Labrune lui demande d’arrêter Twitter

Pas sûr non plus que sa sortie, quelques jours plus tôt, sur le dopage n'enchante son président, Vincent Labrune. Parce qu’en tapant sur les pratiques du football italien des années 90, Barton a dû oublier que son nouveau club n’a peut-être pas été des plus clean par le passé. N’importe lequel de ses partenaires aurait eu droit à une convocation dans le bureau du patron, pas Joey. À croire qu’il ne faut surtout pas s’attirer les foudres de l’Anglais. Dès le départ, Joey a annoncé la couleur. Selon RMC, alors qu’il est harcelé par un Barton qui rêve de l’OM, Labrune balance à sa future recrue : « Jo, voilà ce qu'on va faire. Arrête de tweeter et de me mettre le feu. Arrête de filer des infos à Sky Sports. On va rester discrets sur la communication. Et tu verras, le transfert se fera, fais-moi confiance... » Le lendemain, le joueur balance au petit matin un « off to Marseille » avec une photo d’un jet privé affrété par une équipe de SkySports qui se fait une joie de monter à bord.

Fini le copinage joueur-journaliste


Jusqu’à sa signature, le joueur se régale avec les médias qui attendent tous sagement leur tour au Sofitel Vieux-Port pour gratter leur interview exclusive.
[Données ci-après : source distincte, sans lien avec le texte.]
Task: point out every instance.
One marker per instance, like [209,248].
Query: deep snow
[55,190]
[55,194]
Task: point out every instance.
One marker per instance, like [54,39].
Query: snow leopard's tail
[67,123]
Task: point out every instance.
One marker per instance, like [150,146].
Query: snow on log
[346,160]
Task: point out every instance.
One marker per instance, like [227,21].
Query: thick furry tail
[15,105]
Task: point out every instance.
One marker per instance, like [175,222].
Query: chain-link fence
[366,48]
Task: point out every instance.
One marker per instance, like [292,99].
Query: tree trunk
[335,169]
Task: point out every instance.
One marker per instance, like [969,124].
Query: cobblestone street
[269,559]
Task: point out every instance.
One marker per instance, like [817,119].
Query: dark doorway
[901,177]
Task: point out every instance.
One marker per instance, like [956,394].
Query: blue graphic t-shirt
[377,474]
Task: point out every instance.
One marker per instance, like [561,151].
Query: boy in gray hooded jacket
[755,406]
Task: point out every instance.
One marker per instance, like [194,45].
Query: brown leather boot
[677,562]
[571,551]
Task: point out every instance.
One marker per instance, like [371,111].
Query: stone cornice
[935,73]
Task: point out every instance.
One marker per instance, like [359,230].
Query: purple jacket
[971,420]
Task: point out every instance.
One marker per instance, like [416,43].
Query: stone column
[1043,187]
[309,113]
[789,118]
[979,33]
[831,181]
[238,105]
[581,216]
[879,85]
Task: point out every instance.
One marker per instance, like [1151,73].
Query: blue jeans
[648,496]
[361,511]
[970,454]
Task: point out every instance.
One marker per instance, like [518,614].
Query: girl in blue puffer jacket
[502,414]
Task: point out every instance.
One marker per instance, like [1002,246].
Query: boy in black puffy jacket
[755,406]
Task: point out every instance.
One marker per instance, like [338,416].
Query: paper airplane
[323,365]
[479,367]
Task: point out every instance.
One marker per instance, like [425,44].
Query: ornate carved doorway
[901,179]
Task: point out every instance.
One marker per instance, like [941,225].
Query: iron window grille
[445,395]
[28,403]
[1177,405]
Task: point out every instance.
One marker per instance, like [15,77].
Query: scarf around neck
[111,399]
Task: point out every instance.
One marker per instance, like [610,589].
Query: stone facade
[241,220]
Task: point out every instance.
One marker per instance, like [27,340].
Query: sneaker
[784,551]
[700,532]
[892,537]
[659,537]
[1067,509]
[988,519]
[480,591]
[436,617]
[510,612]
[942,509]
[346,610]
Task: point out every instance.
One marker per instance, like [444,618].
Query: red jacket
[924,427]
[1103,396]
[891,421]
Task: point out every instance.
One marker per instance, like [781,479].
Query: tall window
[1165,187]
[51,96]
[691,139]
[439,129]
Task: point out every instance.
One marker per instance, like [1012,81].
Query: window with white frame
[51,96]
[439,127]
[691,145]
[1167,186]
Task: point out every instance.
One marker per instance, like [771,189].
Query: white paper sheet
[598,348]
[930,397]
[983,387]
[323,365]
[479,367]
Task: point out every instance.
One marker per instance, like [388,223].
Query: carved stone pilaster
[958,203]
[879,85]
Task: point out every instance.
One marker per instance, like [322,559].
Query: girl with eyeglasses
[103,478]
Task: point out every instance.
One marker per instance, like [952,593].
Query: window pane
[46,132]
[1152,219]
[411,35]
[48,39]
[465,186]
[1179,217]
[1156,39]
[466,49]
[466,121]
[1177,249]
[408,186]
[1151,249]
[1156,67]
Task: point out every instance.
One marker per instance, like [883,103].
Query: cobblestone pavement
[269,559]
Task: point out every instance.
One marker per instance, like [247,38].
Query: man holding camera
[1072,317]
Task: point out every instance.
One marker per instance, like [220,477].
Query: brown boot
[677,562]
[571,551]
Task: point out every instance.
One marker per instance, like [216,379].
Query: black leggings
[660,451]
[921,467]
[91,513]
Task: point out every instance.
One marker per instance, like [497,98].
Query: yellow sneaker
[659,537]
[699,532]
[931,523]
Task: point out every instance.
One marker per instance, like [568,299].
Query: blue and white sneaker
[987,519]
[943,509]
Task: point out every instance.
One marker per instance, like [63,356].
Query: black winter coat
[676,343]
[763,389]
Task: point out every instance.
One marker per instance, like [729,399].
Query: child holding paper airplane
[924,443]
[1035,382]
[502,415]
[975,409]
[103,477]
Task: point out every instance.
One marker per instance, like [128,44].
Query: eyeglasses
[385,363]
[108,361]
Une fois le contrat signé, le service communication du club essaie de le convertir au mode de fonctionnement made in « gros club de Ligue 1 » : plus d’interview sans passer par l’attaché de presse, plus de réseaux sociaux. Joey grimace, mais accepte. Il assure même sur son blog qu’il va passer à un billet hebdomadaire. Finalement, il a changé d’avis. Au fond, qu’est-ce qu’il y a de mal à cela ? Pour l’OM évidemment. Impossible de dealer avec un média influent une entrevue en tête-à-tête pour le rendre plus docile, Joey balance tout ce qu’il pense dans la seconde sur internet. Barton casse le mode de fonctionnement en vigueur en Ligue 1. Fini le copinage journaliste-joueur, pour faire un papier avec des déclas, il n’y a qu’à se baisser (remarque, ce n’est pas si évident à Marseille, il faut aussi décrypter la langue de Morrissey. Pour situer, la première question qui lui a été posée lors de sa présentation fût : « Hello Joey, what do you feel ? » ). Le joueur sera ainsi jugé uniquement sur ses prestations en match. Peut-être aussi pour ça qu’Anigo se montre si complaisant. Autant qu’il démarre vraiment le championnat, à Bordeaux mi-novembre, en pleine confiance. Derrière, s’il ne confirme pas, c’est Valbuena qui prendra seul la lumière.